SUMMA NEs Statistics
Functionality
Adds to each token (or specified annotation) in the document the following statistics:
- Number of times the token appears in the document, sentence, and paragraph (if they are present in the document)
- The token inverted document frequency
- The token term frequency*inverted document frequency
Parameters of the Resource
- annSet: the annotation set where the annotations live
- annType: the name of the annotations you want the statistics for (e.g. Token)
- featureName: the feature you want to use for computing the statistics (e.g. string of the Token)
- kindF: a feature in your annotation to restrict the types of annotations to consider (e.g. you may want consider only words and not numbers for computing statistics. For example kind of the Token)
- kindV: the value to restrict the computation of statistics (e.g. word for the kind of the Token)
- parAnn: the annotation representing the paragraph
- sentAnn: the annotation representing the sentence
- sentStat: the name (prefix) of the feature for the sentence statistics
- paraStat: the name (prefix) of the featutre for the paragraph statistics
- tokenStat: the name (prefix) of the feature for the document statitsics (if this feature is 'token' then 'token', 'token_idf', and 'token_tf_idf' will be created with appropriate values in them)
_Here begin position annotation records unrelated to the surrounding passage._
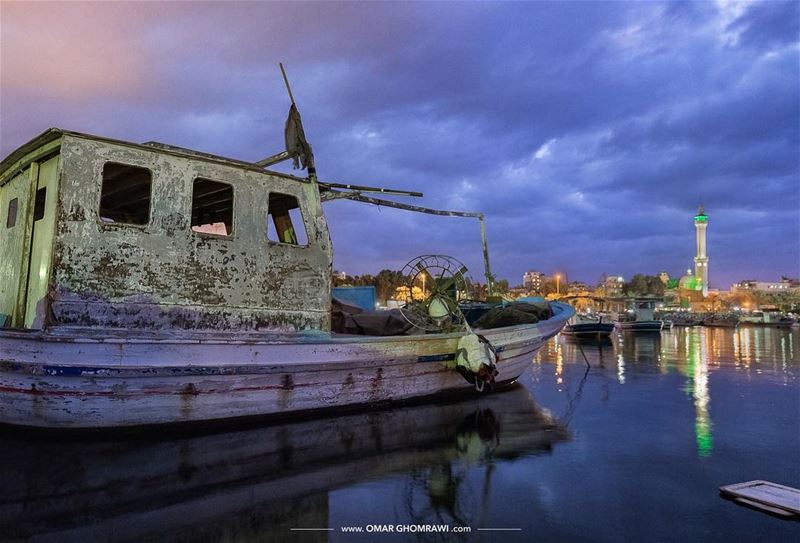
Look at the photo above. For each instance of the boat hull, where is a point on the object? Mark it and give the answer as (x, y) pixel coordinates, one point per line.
(640, 326)
(64, 381)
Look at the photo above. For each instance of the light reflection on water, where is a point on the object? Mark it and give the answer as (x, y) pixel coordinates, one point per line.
(631, 448)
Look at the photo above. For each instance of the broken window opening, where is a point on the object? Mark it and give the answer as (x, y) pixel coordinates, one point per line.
(38, 204)
(125, 196)
(212, 207)
(285, 220)
(11, 218)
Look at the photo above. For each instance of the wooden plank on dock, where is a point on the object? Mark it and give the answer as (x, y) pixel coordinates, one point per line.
(771, 497)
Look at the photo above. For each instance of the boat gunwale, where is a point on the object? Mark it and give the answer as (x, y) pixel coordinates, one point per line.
(94, 335)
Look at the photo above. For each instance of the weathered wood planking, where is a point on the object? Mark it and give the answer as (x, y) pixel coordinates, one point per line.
(80, 382)
(772, 497)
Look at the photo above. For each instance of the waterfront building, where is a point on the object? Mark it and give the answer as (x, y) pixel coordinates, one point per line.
(613, 285)
(786, 284)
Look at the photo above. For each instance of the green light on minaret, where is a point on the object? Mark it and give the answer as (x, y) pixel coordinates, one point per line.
(701, 215)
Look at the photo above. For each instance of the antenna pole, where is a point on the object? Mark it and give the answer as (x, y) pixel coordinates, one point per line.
(286, 81)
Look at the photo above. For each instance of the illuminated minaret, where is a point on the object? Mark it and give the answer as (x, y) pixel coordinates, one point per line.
(701, 260)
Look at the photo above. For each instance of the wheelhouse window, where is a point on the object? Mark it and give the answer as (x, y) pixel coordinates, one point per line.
(212, 207)
(38, 204)
(126, 193)
(11, 218)
(285, 221)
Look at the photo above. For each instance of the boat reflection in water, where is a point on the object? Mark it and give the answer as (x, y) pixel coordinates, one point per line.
(693, 353)
(259, 481)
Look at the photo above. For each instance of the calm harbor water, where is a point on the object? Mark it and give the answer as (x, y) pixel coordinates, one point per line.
(632, 448)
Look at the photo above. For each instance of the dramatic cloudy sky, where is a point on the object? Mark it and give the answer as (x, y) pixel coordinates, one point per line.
(587, 132)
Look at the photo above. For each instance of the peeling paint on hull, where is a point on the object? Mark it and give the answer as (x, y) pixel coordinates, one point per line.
(63, 382)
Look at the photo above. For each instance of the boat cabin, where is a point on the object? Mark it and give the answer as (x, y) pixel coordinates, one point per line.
(102, 233)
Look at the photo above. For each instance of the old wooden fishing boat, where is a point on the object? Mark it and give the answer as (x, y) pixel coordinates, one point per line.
(148, 284)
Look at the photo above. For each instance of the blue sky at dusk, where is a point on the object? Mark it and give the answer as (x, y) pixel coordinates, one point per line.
(588, 132)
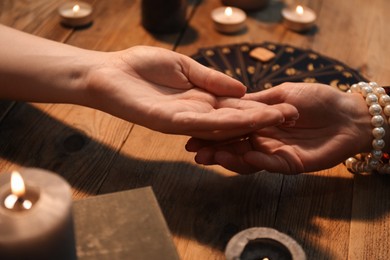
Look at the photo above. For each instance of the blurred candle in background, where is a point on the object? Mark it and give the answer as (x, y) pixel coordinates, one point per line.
(299, 18)
(75, 13)
(35, 216)
(164, 16)
(228, 19)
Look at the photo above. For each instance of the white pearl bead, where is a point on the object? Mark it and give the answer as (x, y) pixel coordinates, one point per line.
(362, 84)
(349, 162)
(373, 164)
(377, 120)
(366, 90)
(377, 154)
(354, 88)
(371, 99)
(379, 91)
(378, 144)
(386, 110)
(378, 132)
(384, 100)
(375, 109)
(373, 84)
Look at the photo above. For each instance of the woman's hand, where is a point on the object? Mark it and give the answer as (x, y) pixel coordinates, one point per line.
(332, 126)
(172, 93)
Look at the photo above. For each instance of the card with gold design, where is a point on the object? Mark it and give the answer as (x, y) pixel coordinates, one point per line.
(218, 61)
(306, 63)
(340, 79)
(267, 64)
(250, 67)
(227, 54)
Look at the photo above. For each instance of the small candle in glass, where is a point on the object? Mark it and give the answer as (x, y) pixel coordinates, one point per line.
(75, 14)
(35, 216)
(228, 19)
(300, 19)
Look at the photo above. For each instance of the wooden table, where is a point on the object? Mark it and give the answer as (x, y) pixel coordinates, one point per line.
(331, 213)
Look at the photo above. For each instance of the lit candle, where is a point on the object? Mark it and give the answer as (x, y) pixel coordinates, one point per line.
(35, 216)
(75, 14)
(228, 19)
(300, 18)
(263, 243)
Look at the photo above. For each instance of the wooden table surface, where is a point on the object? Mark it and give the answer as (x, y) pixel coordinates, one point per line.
(331, 213)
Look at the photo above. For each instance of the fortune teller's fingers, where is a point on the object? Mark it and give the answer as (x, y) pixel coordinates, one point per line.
(235, 117)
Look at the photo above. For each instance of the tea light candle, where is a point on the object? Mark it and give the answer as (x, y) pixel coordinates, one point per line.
(300, 18)
(228, 19)
(35, 217)
(75, 14)
(263, 243)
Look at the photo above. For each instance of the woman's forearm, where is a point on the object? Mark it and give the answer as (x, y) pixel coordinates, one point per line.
(37, 69)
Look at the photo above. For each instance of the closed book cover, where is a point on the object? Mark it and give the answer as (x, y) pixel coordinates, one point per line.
(122, 225)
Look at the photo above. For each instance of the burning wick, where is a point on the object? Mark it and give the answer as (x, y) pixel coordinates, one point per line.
(76, 8)
(18, 190)
(228, 11)
(299, 9)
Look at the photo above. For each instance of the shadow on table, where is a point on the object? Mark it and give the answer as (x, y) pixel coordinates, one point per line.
(197, 202)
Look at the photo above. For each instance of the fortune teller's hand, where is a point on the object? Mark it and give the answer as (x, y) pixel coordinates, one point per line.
(332, 126)
(153, 87)
(172, 93)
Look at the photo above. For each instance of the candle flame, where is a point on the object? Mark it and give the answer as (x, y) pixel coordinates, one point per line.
(228, 11)
(17, 184)
(76, 8)
(299, 9)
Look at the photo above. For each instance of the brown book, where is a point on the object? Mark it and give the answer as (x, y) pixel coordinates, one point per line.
(122, 225)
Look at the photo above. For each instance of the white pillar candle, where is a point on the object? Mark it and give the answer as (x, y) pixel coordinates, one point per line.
(75, 14)
(228, 19)
(36, 223)
(300, 18)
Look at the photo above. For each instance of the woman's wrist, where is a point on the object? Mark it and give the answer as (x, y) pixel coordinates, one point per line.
(378, 103)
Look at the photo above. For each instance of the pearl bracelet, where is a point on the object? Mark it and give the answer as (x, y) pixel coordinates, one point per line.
(377, 101)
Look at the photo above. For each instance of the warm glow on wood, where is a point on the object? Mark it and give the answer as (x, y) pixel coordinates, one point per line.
(76, 8)
(228, 11)
(17, 184)
(299, 9)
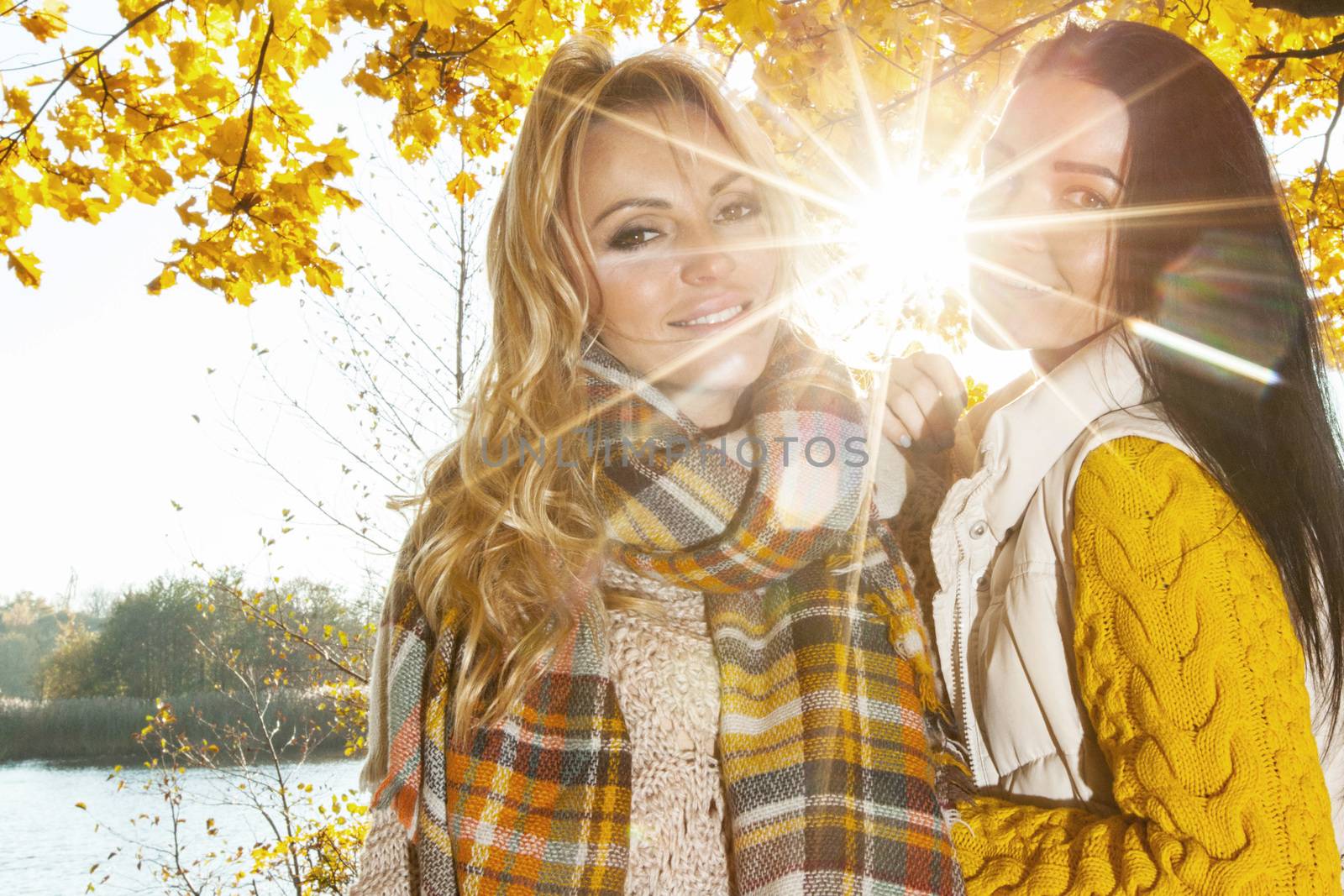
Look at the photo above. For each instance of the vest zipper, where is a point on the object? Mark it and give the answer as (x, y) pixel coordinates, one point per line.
(961, 672)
- table: a SUMMA IDF table that must be loaded before running this component
Restriction
The document should have the annotations and features needed for it to correctly work. The table of statistics that you use needs to be computed from similar annotations to those you want your statistics computed, i.e. if you want to compute "Token" statistics, then yout IDF table should be one with Token statistics in it.